Er war nicht der Einzige mit diesem Eindruck. Die Rezension von Aaron Tims im Guardian trug die Überschrift: „Französischer Aristokrat und typischer amerikanischer Idiot: Henry gegen Lalas ist der packendste Kampf der Weltmeisterschaft.“
„Zu Henrys vielen Talenten als Kommentator gehört sein Bewusstsein, dass es nicht immer notwendig ist, laut zu sprechen, um Wirkung zu erzielen. Lalas sagt nie etwas Substanzielles, aber wenn er den Mund öffnet, wird der Unsinn, der zutage tritt, immer in voller Lautstärke vorgetragen“, schrieb Tims.
Wie sich im Laufe des Turniers herausstellte, wurden Henry und Ibrahimovic keine guten Freunde von Lalas. Es gab sogar Momente, in denen sie einen Ball quer durch das Stadion kickten und damit ihre klare technische Überlegenheit unter Beweis stellten. Eine vom Franzosen ausgeführte Finte hatte im Internet Erfolg, was den Amerikaner verunsicherte.

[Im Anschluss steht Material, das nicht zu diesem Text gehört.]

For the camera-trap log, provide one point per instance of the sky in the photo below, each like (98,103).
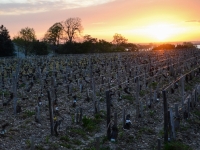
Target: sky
(139,21)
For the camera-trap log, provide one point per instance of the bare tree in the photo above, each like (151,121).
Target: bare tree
(25,37)
(54,34)
(72,28)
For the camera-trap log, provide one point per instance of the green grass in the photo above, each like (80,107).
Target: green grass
(65,138)
(77,142)
(65,145)
(28,143)
(151,113)
(6,93)
(89,124)
(154,85)
(197,112)
(128,97)
(142,93)
(39,147)
(28,113)
(176,146)
(80,132)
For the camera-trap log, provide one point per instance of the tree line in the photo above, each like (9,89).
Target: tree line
(60,38)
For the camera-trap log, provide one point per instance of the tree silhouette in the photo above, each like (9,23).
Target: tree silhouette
(54,34)
(6,45)
(25,38)
(72,28)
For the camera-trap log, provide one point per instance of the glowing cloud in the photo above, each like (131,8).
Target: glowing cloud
(17,7)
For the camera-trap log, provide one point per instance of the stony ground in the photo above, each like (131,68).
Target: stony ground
(23,132)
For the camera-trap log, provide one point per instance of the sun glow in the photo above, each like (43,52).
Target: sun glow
(161,32)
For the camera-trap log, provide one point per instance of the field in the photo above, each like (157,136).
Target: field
(82,101)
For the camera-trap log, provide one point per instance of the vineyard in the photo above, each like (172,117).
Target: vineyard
(119,101)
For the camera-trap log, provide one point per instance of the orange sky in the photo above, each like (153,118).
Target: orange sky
(137,20)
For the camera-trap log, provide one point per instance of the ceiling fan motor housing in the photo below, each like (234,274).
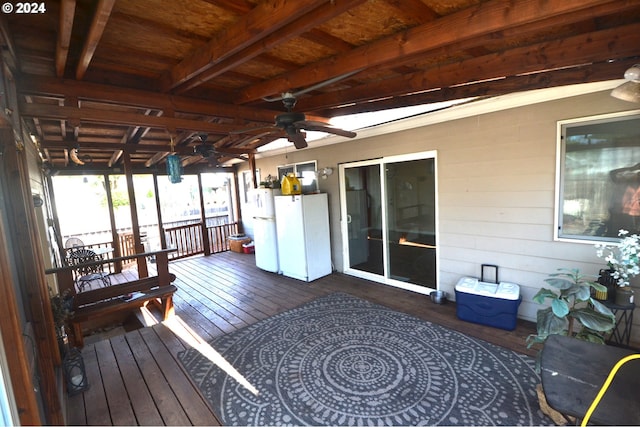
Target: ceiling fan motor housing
(285,120)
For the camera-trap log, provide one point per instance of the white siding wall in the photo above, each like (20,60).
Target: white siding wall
(496,175)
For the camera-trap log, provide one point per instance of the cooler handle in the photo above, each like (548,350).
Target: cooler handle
(484,266)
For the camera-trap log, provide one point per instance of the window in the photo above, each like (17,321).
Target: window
(598,177)
(306,172)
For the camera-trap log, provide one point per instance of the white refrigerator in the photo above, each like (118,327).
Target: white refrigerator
(304,246)
(264,230)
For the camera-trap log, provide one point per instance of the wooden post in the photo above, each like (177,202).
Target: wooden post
(29,268)
(203,218)
(163,238)
(115,241)
(142,261)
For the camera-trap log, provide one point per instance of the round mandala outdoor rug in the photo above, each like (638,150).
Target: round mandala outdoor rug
(341,360)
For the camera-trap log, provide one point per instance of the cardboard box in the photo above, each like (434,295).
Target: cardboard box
(491,304)
(235,244)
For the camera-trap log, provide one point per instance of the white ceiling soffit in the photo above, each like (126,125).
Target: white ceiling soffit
(473,108)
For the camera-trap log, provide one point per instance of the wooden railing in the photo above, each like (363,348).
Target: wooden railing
(188,239)
(219,236)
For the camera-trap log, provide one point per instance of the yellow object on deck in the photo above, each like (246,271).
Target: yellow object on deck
(291,185)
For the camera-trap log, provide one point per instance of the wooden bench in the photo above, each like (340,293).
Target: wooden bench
(101,302)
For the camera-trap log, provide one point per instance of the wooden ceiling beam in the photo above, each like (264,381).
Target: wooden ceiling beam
(120,118)
(138,148)
(239,7)
(285,33)
(263,20)
(572,51)
(100,19)
(62,88)
(473,22)
(67,14)
(156,158)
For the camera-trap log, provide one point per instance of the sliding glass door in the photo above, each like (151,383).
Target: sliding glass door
(389,220)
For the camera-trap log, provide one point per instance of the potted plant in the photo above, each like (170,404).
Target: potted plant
(623,260)
(573,312)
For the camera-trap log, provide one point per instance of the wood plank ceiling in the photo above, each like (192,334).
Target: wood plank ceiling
(115,76)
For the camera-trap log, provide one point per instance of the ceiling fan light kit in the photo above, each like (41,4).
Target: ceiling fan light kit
(629,90)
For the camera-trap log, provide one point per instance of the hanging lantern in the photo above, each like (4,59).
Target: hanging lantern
(74,372)
(174,168)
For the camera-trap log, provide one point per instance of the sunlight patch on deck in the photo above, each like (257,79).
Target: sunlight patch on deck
(191,338)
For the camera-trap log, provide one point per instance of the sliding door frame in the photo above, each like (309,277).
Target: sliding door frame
(381,162)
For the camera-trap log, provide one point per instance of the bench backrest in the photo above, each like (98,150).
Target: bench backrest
(101,294)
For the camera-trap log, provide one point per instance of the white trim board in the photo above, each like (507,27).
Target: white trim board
(473,108)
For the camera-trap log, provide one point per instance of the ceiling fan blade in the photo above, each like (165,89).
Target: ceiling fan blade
(253,130)
(298,139)
(324,127)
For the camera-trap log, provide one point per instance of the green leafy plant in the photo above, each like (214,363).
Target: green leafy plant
(573,311)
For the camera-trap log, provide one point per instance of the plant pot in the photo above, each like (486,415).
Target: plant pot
(609,282)
(624,296)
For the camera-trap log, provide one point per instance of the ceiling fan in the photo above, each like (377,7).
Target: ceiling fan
(294,124)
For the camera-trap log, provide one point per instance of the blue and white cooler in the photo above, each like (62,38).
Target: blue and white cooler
(486,303)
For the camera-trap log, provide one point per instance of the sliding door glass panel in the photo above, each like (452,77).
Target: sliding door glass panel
(364,218)
(410,207)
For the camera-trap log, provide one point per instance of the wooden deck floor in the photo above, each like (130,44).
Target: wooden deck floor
(136,379)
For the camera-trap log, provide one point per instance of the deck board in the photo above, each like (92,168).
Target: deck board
(136,378)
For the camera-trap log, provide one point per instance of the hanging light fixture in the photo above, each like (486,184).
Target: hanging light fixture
(174,167)
(629,90)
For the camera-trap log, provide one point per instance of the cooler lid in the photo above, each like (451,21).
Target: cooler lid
(502,290)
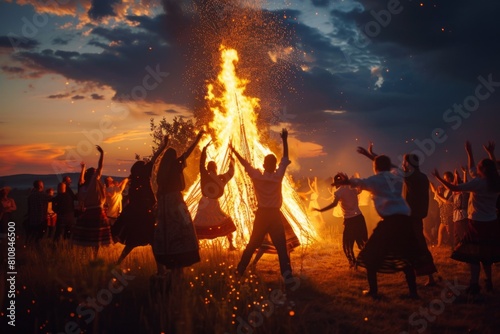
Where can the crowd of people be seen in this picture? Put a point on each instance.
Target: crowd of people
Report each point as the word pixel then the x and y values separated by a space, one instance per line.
pixel 157 215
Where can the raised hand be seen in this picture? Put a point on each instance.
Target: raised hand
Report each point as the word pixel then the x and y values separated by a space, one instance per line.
pixel 363 151
pixel 284 134
pixel 490 148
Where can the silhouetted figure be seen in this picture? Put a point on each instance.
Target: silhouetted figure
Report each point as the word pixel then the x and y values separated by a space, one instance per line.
pixel 392 245
pixel 37 213
pixel 267 186
pixel 92 227
pixel 175 244
pixel 481 244
pixel 354 222
pixel 416 194
pixel 210 221
pixel 64 205
pixel 135 225
pixel 114 198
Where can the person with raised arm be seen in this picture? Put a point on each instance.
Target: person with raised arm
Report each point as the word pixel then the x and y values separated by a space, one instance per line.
pixel 210 221
pixel 135 225
pixel 416 194
pixel 392 246
pixel 92 228
pixel 354 222
pixel 175 244
pixel 481 243
pixel 268 217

Mit dem Mikrofon begleitete Zlatan in mehreren Diskussionen Thierry und Alexis. Und es war noch aggressiver. Auf die Frage von Rebecca nach dem Druck der amerikanischen Athleten, die die Weltmeisterschaft zu Hause austragen, antwortete er: „Alle werden ein bisschen nervös, außer mir und Thierry Henry, wir sind an die große Bühne gewöhnt.“
In seinem Stil nahm der Schwede oft eine egozentrische Linie an und erwähnte seine Spielerzeit. Aber der Kontrast, der wirklich Aufmerksamkeit erregt, zeigt sich in den Reden von Henry und Lalas.

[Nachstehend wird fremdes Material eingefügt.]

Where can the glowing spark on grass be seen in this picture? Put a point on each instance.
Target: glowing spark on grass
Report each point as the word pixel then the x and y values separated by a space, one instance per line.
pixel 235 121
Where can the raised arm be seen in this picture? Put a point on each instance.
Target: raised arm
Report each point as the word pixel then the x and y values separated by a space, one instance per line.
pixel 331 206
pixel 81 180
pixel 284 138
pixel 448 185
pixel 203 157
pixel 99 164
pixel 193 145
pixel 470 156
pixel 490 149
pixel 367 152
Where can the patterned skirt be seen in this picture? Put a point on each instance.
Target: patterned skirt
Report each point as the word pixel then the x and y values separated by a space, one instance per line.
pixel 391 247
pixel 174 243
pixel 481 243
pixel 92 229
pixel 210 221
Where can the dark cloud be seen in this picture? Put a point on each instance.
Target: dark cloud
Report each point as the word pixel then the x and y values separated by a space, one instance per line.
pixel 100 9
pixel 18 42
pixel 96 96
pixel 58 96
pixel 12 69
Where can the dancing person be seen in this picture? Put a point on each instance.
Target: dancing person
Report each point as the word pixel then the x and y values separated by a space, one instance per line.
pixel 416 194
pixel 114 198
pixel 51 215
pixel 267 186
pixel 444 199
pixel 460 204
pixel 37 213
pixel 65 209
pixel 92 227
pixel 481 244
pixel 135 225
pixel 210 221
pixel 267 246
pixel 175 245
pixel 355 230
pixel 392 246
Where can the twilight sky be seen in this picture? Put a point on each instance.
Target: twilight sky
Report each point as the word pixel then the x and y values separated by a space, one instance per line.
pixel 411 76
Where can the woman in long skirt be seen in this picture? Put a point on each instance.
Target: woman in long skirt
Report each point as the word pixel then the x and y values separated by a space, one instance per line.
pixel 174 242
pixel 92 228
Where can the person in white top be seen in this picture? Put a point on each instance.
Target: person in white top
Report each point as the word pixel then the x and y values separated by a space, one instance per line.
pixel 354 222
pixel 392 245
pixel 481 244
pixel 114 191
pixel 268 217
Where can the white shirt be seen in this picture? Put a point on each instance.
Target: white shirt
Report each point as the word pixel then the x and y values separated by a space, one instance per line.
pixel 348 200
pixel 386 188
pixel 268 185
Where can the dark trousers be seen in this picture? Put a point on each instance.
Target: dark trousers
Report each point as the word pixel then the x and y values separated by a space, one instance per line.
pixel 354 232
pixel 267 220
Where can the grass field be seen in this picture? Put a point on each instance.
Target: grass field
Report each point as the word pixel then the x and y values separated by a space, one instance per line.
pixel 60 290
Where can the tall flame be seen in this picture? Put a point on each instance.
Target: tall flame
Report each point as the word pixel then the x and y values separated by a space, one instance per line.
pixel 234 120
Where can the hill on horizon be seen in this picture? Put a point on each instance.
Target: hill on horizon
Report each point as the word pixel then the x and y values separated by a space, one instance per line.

Neben seiner Erfolgsbilanz auf dem Feld hilft dem Franzosen auch seine Arbeit als Trainer. Er war bei den letzten beiden Weltmeisterschaften Assistent für Belgien, leitete Monaco und leitete die französische U23-Mannschaft bei den Olympischen Spielen in Paris 2024 – sechs der Athleten, die er beim olympischen Turnier anführte, nehmen an der Weltmeisterschaft teil.
Nach dem Viertelfinalsieg Frankreichs über Marokko in Foxborough wurde der ehemalige Stürmer in der Umkleidekabine willkommen geheißen. Er erntete Verbeugungen von Spielern wie Mbappé, Dembelé und Koné – letzteren trainierte er in Paris – und eine herzliche Umarmung von Trainer Didier Deschamps, seinem Teamkollegen beim Triumph 1998.

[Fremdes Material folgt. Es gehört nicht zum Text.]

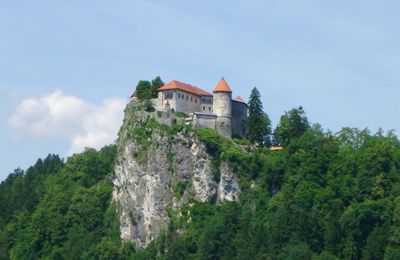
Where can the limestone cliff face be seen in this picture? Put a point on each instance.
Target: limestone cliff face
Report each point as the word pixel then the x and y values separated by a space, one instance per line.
pixel 157 171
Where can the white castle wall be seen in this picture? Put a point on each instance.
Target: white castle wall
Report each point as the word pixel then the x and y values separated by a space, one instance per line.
pixel 219 112
pixel 223 109
pixel 239 114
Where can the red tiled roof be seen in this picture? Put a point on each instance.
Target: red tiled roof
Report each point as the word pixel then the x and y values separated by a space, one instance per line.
pixel 184 87
pixel 239 98
pixel 222 86
pixel 276 148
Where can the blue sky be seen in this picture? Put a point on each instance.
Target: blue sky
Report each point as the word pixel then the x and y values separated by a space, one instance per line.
pixel 68 67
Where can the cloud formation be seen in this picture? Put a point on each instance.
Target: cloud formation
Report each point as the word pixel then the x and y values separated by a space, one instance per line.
pixel 83 123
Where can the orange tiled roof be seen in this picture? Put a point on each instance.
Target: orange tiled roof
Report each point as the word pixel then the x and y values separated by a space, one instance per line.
pixel 222 86
pixel 184 87
pixel 239 98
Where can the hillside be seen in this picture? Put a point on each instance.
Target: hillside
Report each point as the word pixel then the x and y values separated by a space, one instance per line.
pixel 178 193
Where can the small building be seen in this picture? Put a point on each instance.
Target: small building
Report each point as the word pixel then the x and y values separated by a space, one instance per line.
pixel 205 110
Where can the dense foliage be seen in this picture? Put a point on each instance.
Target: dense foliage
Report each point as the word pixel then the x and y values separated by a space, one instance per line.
pixel 58 210
pixel 292 125
pixel 325 196
pixel 146 90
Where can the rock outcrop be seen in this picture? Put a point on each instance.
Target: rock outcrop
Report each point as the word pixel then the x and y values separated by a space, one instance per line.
pixel 157 170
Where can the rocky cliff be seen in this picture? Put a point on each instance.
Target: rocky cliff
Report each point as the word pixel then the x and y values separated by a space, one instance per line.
pixel 158 170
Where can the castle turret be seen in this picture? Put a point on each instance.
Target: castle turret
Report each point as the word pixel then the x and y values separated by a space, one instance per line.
pixel 222 107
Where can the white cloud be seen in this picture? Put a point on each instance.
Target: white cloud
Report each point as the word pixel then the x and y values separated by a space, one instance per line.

„Thierry Henry war ein großartiger Spieler. Wenn er über Fußball spricht, ist die Erfahrung, die er mit allem, was er erlebt hat, gesammelt hat, von unschätzbarem Wert. Offensichtlich hat er besser als die meisten Menschen die Fähigkeit zu verstehen, was ein Spieler fühlen könnte, warum ein Spieler in diesem Moment etwas getan hat. Und er lächelt immer und ist ruhig. Grüße, Titi“, sagte der Trainer zu Fox.
Henry ist einer der Namen, die als Nachfolger von Jürgen Klopp – der eine Vereinbarung zum Trainer der deutschen Nationalmannschaft hat – als globaler Fußballchef von Red Bull in Betracht gezogen werden. In dieser Funktion leitete er das Clubnetzwerk des Unternehmens und überwachte die Akquise und Entwicklung von Talenten. Als WM-Kommentator sind ihm kaum jemand anderer Meinung, er hat sich gut geschlagen.